この言葉の通り、中国当局は12日、昨年1年間に収賄や横領などで立件した汚職官僚が前年比7・4%増の5万5101人に上ったと発表。摘発された汚職官僚の中には、江沢民元国家主席率いる「上海閥」の大物である周氏や、同じ派閥に属していた軍制服組元トップ級で病死した徐才厚氏も含まれていた。
中国湖北省の人民検察院(地検)は19日、収賄と職権乱用などの罪で、周氏の元側近である党幹部2人も相次ぎ起訴。公判では、汚職事件への周氏の関与が明らかにされるかが注目されており、習政権による上海閥への包囲網が狭まっていることを改めて示した格好だ。
習政権は、上海閥のみならず、「団(共青団)派」の胡錦濤前国家主席の側近である令計画氏も粛清の対象にしており、その勢いはとどまるところを知らない。
ただ、急進的な改革は中国共産党内に大きな亀裂も生んでいる。
中国情勢に精通する評論家の宮崎正弘氏は「習氏が特に綱紀粛正に力を入れていた軍部が、不満をためている。習氏の一声で、ぜいたく禁止令が出され、宴会もできなくなった。これまで黙認されてきた買春も厳しく取り締まられるようになり、兵士の鬱屈は最高潮に達し、クーデターが起きてもおかしくない情勢だ」と指摘する。
軍部内に広がる反発ムードに危機感を募らせた習氏は、不測の事態に備えて身辺を固める動きをみせている。

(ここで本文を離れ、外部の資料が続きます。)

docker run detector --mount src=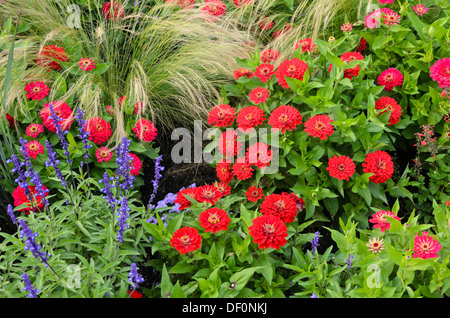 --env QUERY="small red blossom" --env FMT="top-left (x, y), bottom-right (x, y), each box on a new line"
top-left (369, 211), bottom-right (400, 232)
top-left (375, 96), bottom-right (402, 126)
top-left (236, 106), bottom-right (266, 133)
top-left (362, 150), bottom-right (394, 183)
top-left (248, 215), bottom-right (288, 249)
top-left (95, 146), bottom-right (113, 162)
top-left (327, 156), bottom-right (356, 181)
top-left (170, 226), bottom-right (202, 255)
top-left (268, 105), bottom-right (303, 134)
top-left (305, 115), bottom-right (334, 140)
top-left (245, 186), bottom-right (264, 202)
top-left (24, 82), bottom-right (50, 100)
top-left (25, 124), bottom-right (44, 138)
top-left (86, 117), bottom-right (112, 145)
top-left (208, 104), bottom-right (236, 127)
top-left (412, 232), bottom-right (442, 259)
top-left (131, 118), bottom-right (158, 142)
top-left (198, 208), bottom-right (230, 233)
top-left (248, 87), bottom-right (269, 105)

習氏が、昨年末から中国各地を統括する七大軍区の1つで、首都・北京一帯を防衛する「北京軍区」の軍幹部のクビを次々にすげ替えたのもその表れだ。
「新たな北京軍区司令官に南京軍区副司令官を務めた宋普選氏を抜擢(ばってき)し、中南海の警護に当たる武装警察の司令官にはやはり南京軍区出身の王寧氏を据えた。2人とも習氏の信任が厚い。親衛隊のようなものを作って防御を固めたのは、軍事クーデターに備えるためだとみていい」(情報筋)
そんななか、とりわけ習氏が警戒するのは、七大軍区の中で、四川省や雲南省を統括する「成都軍区」とされる。同区で権勢をふるったのは、ともに習氏によって失脚させられた周氏と薄煕来・元重慶市党委書記を輩出した「四川閥」。反腐敗運動によって、強力な後ろ盾を失った派閥残党の軍幹部らは、習氏に強い敵愾(てきがい)心を抱いているという。

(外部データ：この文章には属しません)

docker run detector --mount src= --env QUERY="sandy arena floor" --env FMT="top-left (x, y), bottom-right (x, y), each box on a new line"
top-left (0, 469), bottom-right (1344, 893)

「現在、軍部内には、胡氏と近い団派の范長竜、許基亮両氏が軍事委員会副主席の地位に就き、習氏の独裁体制ににらみを利かせている。可能性としては低いが、習氏の独裁がこれ以上に強化されれば、対抗措置として、彼ら団派と四川閥が組む可能性も否定できない」とし、続ける。

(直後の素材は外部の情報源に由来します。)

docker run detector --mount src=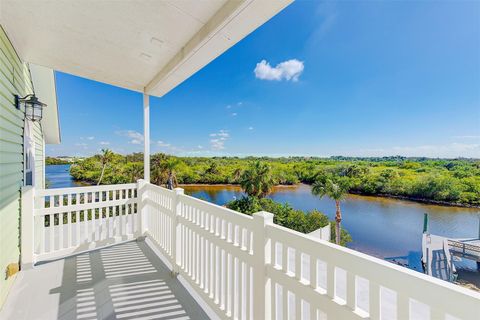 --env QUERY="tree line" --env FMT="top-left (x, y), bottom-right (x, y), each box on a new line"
top-left (64, 153), bottom-right (480, 206)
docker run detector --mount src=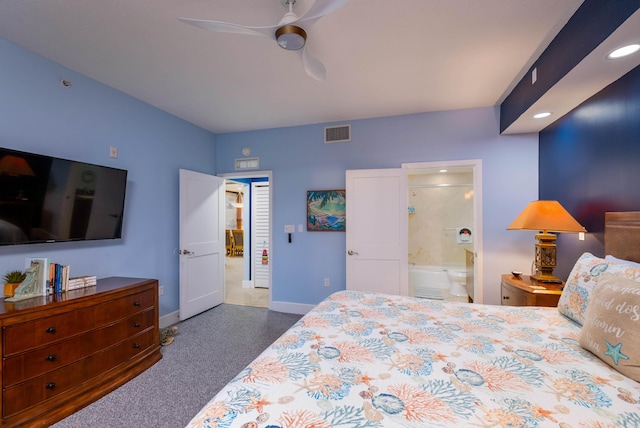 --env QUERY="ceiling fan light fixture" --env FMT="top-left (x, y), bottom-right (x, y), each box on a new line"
top-left (276, 25), bottom-right (307, 51)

「新疆ウイグル自治区のウイグル族による暴動やテロ活動も止む気配がない。一部過激派には、イスラム教スンニ派過激組織『イスラム国』との連携も指摘されており、これ以上テロの規模が広がれば、現在の警備体制で対応できるかは不透明だ。習氏は新たな派閥作りを画策しているが、利害関係だけで結びつく紐帯はもろい。小さな綻(ほころ)びから政権基盤が一気に崩壊することもあり得る」
「赤い帝国」の血みどろの覇権争いは、さらに激化しそうな様相を呈している。